AN INDEPENDENT Scotland would have its credit rating downgraded, raising the price of government and personal borrowing, Liberal Democrat Scottish Secretary Michael Moore will today claim in a major speech.
The speech at a CBI Scotland event will mark a new attack on the economic viability of the country should voters back independence in 2014.
But last night the claims were being dismissed by the Scottish Government, which argued Scotland would end up with a better credit rating than the rest of the UK.
In his speech today, Mr Moore will point out that despite just coming out of a double-dip recession, the UK has a strong triple-A credit rating, while countries such as France and the United States have been downgraded.

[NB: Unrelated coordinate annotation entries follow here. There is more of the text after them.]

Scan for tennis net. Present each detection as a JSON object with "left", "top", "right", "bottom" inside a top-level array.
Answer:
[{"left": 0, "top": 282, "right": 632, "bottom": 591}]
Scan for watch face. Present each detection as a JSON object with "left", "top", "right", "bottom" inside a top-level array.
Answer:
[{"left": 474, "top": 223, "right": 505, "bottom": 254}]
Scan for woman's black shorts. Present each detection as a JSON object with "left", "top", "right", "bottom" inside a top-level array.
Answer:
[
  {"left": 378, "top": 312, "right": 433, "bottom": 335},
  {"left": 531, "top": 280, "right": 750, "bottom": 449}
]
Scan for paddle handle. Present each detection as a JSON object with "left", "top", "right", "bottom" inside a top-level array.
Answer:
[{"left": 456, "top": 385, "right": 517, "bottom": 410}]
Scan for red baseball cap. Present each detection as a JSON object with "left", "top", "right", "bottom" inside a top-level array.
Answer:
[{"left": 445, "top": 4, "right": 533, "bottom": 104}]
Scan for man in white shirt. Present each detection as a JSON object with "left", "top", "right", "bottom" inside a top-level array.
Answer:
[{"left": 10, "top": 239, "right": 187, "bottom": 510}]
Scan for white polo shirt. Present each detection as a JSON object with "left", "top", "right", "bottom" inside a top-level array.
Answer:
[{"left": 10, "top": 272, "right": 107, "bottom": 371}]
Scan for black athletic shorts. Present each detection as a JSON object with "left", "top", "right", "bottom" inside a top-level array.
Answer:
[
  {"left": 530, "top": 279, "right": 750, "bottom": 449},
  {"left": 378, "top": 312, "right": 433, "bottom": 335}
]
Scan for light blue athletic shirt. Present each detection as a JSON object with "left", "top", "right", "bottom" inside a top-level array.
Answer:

He will add: “We benefit from strong structural demand for our debt from investors because of its liquidity and very long maturity. And we benefit from our status as the most creditworthy issuer of sterling sovereign-denominated debt.”
But he will question whether this would be the case for an independent Scotland.
“An independent Scotland would not inherit the UK’s strong credit rating – a rating we’ve managed to keep hold of when our European neighbours have not.
“Instead, Scotland would have to start from scratch and approach the agencies to get a rating, without a track record to rely on.”
He will claim this means it is “very unlikely an independent Scotland could borrow as cheaply as the UK”.
He will add: “These are serious consequences that will affect Scottish businesses and will impact on growth. The onus is on the SNP government to tell Scots why they should give all this up.”
In his speech, Mr Moore will say his views are backed up by the three international credit rating agencies: Moody’s, Fitch and Standard & Poor’s.
However, the agencies have yet to go on the record with their official view of a credit rating for an independent Scotland.
Fitch has previously reported that Scottish independence would “probably” have a neutral impact on the residual UK’s AAA sovereign credit rating.
However, it reports it is “impossible at this stage” to speculate on a possible rating for an independent Scotland, because of challenges of the nature and terms of independence and uncertainty over asset, liabilities, regulation of the financial sector and a possible currency change.
A Scottish Government spokesman said: “We are entirely confident of Scotland having the top credit rating – in common with other small nations such as Finland, Denmark, Norway and Sweden – and that position is supported by Scotland having stronger public finances than the UK as a whole, and lower public sector debt. Denmark, Finland, the Netherlands and Sweden all enjoy a lower cost of borrowing than the UK.
“Indeed, almost two thirds of the countries deemed to have triple A status by Standard & Poor’s have a population of less than ten million.
“In addition, Oil & Gas UK estimates that the sector boosted the UK’s balance of trade in goods and services by £40 billion in 2011 – almost halving the UK’s deficit.”
The spokesman added: “We have been self-governing in domestic policy for some 12 years now, and this administration has balanced the budget in each and every year since 2007.”